Cultura e Politica
Vodkaster è un portale internet con un catalogo di 300 film, in alta definizione e con i sottotitoli. Si tratta di una YouTube francese per cinefili, uno strumento utile allo studio dell'immagine, nelle scuole e in altri contesti, visto che viviamo in una civiltà dell'immagine. Dal catalogo ogni utente può liberamente estrarre situazioni, ambienti, gag, momenti di climax. I video ottenuti diventano disponibili per altri utenti, creando così una banca dati che può farci avvicinare a un'arte basata su un supporto poco manipolabile. Dalla terra dove sono nati i fratelli Lumière arriva quindi la possibilità di poter navigare nella cinematografia, ormai troppo grande per essere ricordata e manipolata, con i mezzi precedenti al web 2.0. Con Vodkaster si possono creare infinite playlist (o chiavi di ricerca) che potranno riguardare 100 maniere per sedurre, oppure 20 maniere diverse di rapinare una banca, oppure tutte le immagini di Amsterdam o Venezia. Vodkaster permette essenzialmente tre funzioni: Visionare, Estrarre, Condividere. Per facilitare ogni operazione si può scorrere ogni film del catalogo su una time line.

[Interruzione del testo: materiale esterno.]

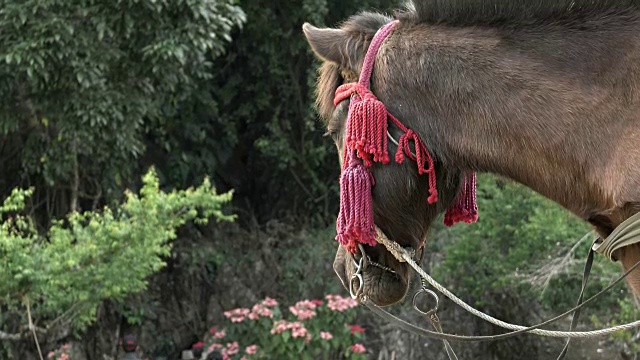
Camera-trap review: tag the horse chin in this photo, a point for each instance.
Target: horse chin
(383, 287)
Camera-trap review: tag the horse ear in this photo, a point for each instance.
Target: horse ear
(329, 44)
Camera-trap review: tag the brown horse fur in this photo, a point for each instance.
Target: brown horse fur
(545, 92)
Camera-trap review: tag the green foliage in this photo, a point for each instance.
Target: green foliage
(94, 256)
(310, 329)
(517, 231)
(85, 80)
(266, 92)
(527, 248)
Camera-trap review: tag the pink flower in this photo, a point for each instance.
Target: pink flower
(356, 329)
(259, 310)
(297, 329)
(232, 348)
(358, 348)
(303, 310)
(237, 315)
(214, 346)
(251, 350)
(269, 302)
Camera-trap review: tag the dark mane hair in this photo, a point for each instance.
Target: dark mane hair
(363, 26)
(509, 12)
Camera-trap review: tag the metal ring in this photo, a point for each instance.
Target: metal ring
(360, 285)
(433, 295)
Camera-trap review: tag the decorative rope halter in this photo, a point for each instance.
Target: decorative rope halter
(366, 144)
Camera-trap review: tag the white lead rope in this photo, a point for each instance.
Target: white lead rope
(402, 255)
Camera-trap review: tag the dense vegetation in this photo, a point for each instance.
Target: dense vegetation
(107, 107)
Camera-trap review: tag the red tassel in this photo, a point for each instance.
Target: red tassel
(355, 220)
(367, 129)
(465, 207)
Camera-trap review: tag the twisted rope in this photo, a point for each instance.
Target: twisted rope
(403, 256)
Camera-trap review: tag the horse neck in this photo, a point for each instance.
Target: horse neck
(548, 108)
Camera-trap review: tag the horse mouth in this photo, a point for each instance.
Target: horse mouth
(386, 280)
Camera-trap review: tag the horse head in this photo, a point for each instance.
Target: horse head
(399, 196)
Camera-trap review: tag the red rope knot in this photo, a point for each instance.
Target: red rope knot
(421, 158)
(366, 130)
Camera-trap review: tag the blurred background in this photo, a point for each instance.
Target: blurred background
(102, 100)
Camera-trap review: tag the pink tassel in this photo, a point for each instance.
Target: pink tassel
(367, 129)
(355, 220)
(465, 207)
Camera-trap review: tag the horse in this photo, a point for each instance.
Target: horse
(543, 92)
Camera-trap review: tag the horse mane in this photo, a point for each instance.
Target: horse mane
(363, 26)
(495, 13)
(510, 12)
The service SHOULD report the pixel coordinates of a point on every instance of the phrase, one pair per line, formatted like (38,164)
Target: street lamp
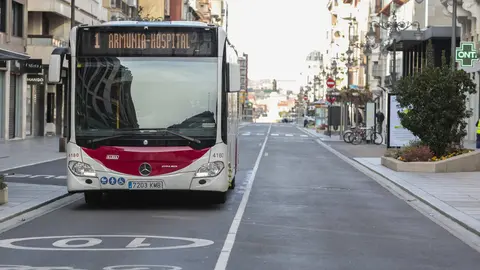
(395,28)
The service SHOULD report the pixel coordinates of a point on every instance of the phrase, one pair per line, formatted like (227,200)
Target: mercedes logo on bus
(145,169)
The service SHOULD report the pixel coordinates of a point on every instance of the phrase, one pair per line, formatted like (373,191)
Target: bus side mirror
(55,69)
(234,77)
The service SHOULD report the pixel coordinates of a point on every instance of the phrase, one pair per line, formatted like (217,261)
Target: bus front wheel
(93,198)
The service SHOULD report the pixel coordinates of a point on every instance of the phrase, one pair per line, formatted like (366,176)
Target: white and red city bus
(152,106)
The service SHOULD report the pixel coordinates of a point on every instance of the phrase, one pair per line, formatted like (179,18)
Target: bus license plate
(145,185)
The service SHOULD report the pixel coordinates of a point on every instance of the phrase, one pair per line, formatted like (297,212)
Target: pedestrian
(478,133)
(380,118)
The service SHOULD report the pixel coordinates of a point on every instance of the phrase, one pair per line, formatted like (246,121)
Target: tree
(141,16)
(436,101)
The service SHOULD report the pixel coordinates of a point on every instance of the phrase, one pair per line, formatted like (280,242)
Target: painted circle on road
(92,242)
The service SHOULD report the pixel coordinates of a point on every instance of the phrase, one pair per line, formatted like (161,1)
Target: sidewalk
(21,153)
(26,197)
(455,195)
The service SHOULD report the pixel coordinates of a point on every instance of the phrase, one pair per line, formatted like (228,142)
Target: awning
(387,8)
(11,55)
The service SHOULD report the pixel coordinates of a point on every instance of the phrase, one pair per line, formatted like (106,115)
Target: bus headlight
(81,169)
(210,169)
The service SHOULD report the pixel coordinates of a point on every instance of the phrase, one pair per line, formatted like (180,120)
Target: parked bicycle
(364,134)
(347,136)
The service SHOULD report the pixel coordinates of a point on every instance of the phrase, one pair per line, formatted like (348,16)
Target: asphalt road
(307,209)
(48,173)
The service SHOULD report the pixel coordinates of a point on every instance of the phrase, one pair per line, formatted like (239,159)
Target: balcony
(88,11)
(41,46)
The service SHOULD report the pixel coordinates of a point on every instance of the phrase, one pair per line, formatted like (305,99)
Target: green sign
(466,54)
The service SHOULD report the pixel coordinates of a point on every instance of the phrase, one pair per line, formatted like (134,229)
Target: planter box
(469,162)
(4,196)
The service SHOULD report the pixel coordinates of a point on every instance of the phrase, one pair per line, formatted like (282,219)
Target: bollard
(62,145)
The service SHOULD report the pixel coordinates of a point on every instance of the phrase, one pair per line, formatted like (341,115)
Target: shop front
(11,98)
(34,98)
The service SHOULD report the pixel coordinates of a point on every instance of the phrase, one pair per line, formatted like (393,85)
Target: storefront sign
(32,66)
(15,67)
(398,136)
(35,79)
(466,54)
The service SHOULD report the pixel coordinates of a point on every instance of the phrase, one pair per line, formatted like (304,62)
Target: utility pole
(454,33)
(66,92)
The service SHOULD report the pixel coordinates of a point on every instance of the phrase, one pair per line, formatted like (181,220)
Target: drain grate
(332,188)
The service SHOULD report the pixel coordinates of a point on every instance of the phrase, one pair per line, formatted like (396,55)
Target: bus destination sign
(152,42)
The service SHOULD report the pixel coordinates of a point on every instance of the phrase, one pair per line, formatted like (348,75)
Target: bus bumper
(109,181)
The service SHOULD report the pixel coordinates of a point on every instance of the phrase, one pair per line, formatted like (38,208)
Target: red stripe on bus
(162,159)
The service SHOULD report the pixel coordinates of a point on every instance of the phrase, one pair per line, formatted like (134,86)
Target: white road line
(232,233)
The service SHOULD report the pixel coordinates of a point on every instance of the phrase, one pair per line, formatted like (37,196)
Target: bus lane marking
(232,232)
(112,267)
(91,243)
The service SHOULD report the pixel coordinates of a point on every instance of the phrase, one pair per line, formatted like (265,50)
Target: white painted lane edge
(232,232)
(454,228)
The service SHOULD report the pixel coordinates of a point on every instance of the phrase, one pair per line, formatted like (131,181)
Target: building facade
(120,9)
(468,18)
(13,77)
(49,28)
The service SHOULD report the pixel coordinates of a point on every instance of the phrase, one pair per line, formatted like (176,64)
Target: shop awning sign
(466,55)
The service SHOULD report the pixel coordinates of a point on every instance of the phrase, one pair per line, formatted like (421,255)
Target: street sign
(330,83)
(466,54)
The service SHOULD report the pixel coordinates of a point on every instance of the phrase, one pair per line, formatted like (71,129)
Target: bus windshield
(129,93)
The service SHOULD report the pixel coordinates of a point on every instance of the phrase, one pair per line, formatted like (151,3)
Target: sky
(277,34)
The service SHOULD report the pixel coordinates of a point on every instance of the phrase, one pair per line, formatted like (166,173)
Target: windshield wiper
(105,138)
(167,131)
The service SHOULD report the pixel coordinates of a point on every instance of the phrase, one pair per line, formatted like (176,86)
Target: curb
(35,207)
(32,164)
(410,192)
(423,200)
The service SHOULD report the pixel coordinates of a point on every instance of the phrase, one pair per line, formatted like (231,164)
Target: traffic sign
(330,83)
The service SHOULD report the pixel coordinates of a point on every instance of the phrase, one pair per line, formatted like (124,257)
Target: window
(17,19)
(3,15)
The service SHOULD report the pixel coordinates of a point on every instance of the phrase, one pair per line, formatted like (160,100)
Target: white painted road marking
(112,267)
(232,232)
(137,243)
(45,176)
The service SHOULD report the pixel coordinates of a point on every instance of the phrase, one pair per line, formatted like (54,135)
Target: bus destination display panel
(167,42)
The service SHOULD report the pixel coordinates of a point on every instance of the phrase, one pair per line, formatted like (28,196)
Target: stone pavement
(456,195)
(21,153)
(27,197)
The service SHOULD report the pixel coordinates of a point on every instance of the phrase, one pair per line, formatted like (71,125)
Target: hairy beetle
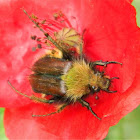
(69,78)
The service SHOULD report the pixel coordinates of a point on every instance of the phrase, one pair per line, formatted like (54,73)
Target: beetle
(70,78)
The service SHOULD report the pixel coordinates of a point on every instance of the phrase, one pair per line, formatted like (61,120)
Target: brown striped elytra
(67,78)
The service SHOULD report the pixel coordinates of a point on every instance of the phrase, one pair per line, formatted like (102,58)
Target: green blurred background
(127,128)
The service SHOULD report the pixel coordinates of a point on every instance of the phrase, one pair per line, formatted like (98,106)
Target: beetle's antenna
(45,33)
(18,91)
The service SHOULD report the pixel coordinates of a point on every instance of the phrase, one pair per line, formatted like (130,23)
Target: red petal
(111,34)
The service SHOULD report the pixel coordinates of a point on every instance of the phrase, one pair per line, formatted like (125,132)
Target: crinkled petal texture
(111,35)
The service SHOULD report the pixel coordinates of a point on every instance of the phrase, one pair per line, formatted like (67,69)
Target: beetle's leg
(86,104)
(32,97)
(114,78)
(58,111)
(101,63)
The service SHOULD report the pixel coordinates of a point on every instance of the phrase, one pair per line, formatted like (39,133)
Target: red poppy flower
(111,35)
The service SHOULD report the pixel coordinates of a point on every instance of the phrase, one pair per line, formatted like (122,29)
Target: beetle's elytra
(69,78)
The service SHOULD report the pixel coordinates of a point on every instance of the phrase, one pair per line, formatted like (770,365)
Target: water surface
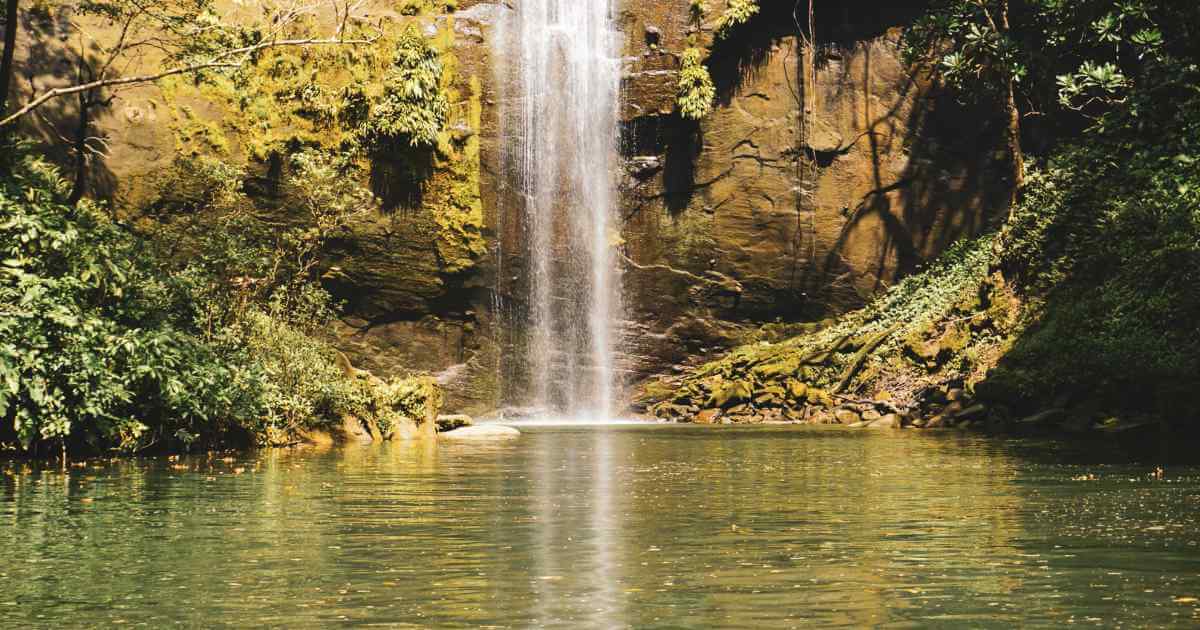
(609,527)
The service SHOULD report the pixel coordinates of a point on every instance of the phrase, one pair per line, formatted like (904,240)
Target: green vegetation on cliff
(189,312)
(1083,304)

LINK a un estratto da Hollywood party.
Tutto ciò gratuitamente, grazie alla disponibilità della Case di produzione, e con un archivio in crescita. La playlist dei frammenti "Viaggi nel tempo" comprende video estratti da "Kate & Leopold" (2002), dal Pianeta delle scimmie (1968) etc. La playlist "Sotto la pioggia" comprende il video intitolato "Baciare sotto la pioggia", estratto da Match Point di Woody Allen (2005), oppure il famosissimo "I've seen things" tratto da Blade Runner (1982), per non parlare di "Sciabolate sotto la pioggia" dalla pellicola Zatoichi di Kitano (2003).
La cinefilia dei francesi è pari solo alla loro invidia per Hollywood (e per Cinecittà, negli anni ‘50). Paul Virilio, che con Jean Baudrillard ha creato la scuola parigina dell'immagine -dopo la stagione dei Cahier du cinema- ricorda una frase di Paolo di Tarso: "Ciò che si vede proviene da ciò che non si vede". In un'epoca in cui tutto è superficie, il film è diventato il tramite tra materia e anima, un linguaggio visivo paradossalmente invisibile, che può soltanto riapparire su uno schermo. Sul web valgono regole simili: YouTube permette di mettere in scena se stessi ("Broadcast yourself"). Vodkaster, che permette di utilizzare anche i filmati di YouTube, non sfrutta la potenza egotica e cronachistica di YouTube, ma si occupa di rendere possibile il viaggio -andata e ritorno- dalla vita quotidiana alla sua rappresentazione cinematografica. "Le arti hanno bisogno di testimoni", scriveva Marmontel nei suoi Racconti morali. Oggi, la riproducibilità di un'opera è molto superiore rispetto al tempo di Gutemberg, inventore della "artiglieria del pensiero". Anche il regista Marcel l'Herbier definiva la sua cinepresa una "rotativa per immagini"... Ma oggi la rotativa tende a sfuggirci, senza bussole e senza nuovi testimoni appassionati.
Secondo Cyril Barthet, manager di Vodkaster, la diffusione di frammenti di film non "cannibalizzerà" il mercato, ma anzi contribuirà ad aumentare l'amore per il cinema.
Finora il web ha vissuto quasi esclusivamente di successi americani (Google, YouTube, Facebook). La scommessa francese di Vodkaster è nata grazie a partner di primo livello: il Centre National du cinema, France Telecom; Oséo (Agenzia per lo sviluppo e l'innovazione) e il Ministero dell'Economia francese. Purtroppo nel cinema 2.0 e nel web la creatività italiana è sempre ferma, in attesa del suo Godot.